The following amendments were passed en bloc by unanimous consent:
– Sen. Jeanne Shaheen (D-N.H.) amendment 149, to increase the capacity of federal agencies to ensure effective contract management and contract oversight.
– Sen. Richard Blumenthal (D-Conn.) amendment 577, to ensure funding for air traffic controllers
– Sen. Tim Johnson (D-S.D.) amendment 593, to address Fannie Mae and Freddie Mac fees.
– Sen. Joe Manchin (D-W.Va.) amendment 316, to prevent prescription drug abuse in the United States.
– Sen. Ron Wyden (D-Ore.) amendment 394, to add more funding combat chronic illnesses.
– Sen. Max Baucus (D-Mont.) amendment 267, to support rural schools and districts.
– Sen. Kay Hagan (D-N.C.) amendment 269, to strengthen the enforcement of provisions of free trade agreements that relate to textile and apparel articles.
– Sen. Al Franken (D-Minn.) amendment 353, to add funding for rural broadband.
– Sen. Ben Cardin (D-Md.) amendment 453, to add funding for general health improvement.
– Sen. Tom Udall (D-NM) amendment 192, to increase access to healthcare for veterans in rural areas.
– Sen. Al Franken (D-Minn.) amendment 479, to add provisions on financial aid award letters.
– Sen. Max Baucus (D-Mont.) amendment 581, to exempt states from remote sales of business inputs.

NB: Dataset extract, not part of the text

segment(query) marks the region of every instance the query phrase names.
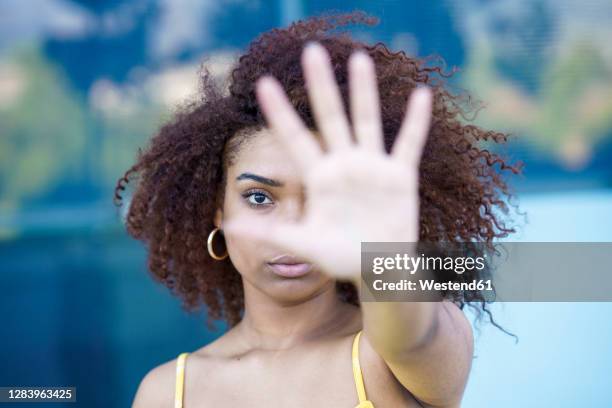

– Sen. Robert Casey (D-Pa.) amendment 265, to prohibit certain revisions of allocations for workforce investment measures that lack program integrity controls for the Job Corps program.
– Sen. Bernie Sanders (I-Vt.) amendment 594, to fund OAA home delivered meals.
– Sen. Ron Wyden (D-Ore.) amendment 618, to address anti dumping/countervailing duties.
– Sen. Carl Levin (D-Mich.) amendment 430, as modified, to collect offshore tax on corporations.
– Sen. Joe Manchin (D-W.Va.) amendment 499, for Energy research and development to comply with greenhouse gas rules.
– Sen. Pat Toomey (R-Pa.) amendment 434, to increase funding for inland waterways systems.
– Sen. Dan Coats (R-Ind.) amendment 195, to require fuller reporting on possible costs to taxpayers of any budget submitted by the president.
– Sen. John Hoeven (R-N.D.) amendment 319, to provide additional resources to Criminal Investigations and Police Services of the Bureau of Indian Affairs.
– Sen. Kelly Ayotte (R-N.H.) amendment 161, to have a full audit of the financial statements of the Department of Defense by 2017.
– Sen. Mark Kirk (R-Ill.) amendment 671, to address Iran sanctions.
– Sen. Lisa Murkowski amendment 672, to provide fishery assistance.
– Sen. Marco Rubio amendment 623, to express the sense of the Senate on use of NASA facilities.
– Sen. Lamar Alexander (R-Tenn.) amendment 348, to ensure public access for fishing near Army Corps dams.
– Sen. John Boozman (R-Ark.) amendment 389, to reduce regulatory burdens on community banks.
– Sen. Dean Heller (R-Nev.) amendment 477, to fund per diem payments to care for homeless veterans.
– Sen. John Hoeven (R-N.D.) amendment 217, to support programs related to the nuclear missions of the Department of Defense and the National Nuclear Security Administration.
– Sen. Mike Enzi (R-Wyo.) amendment 489, to provide for a tax reform transition.
– Sen. John Hoeven (R-N.D.) amendment 655, to support tribal education programs.
– Sen. Dick Durbin (D-Ill.) amendment 525, to increase biomedical research at the National Institute of Health.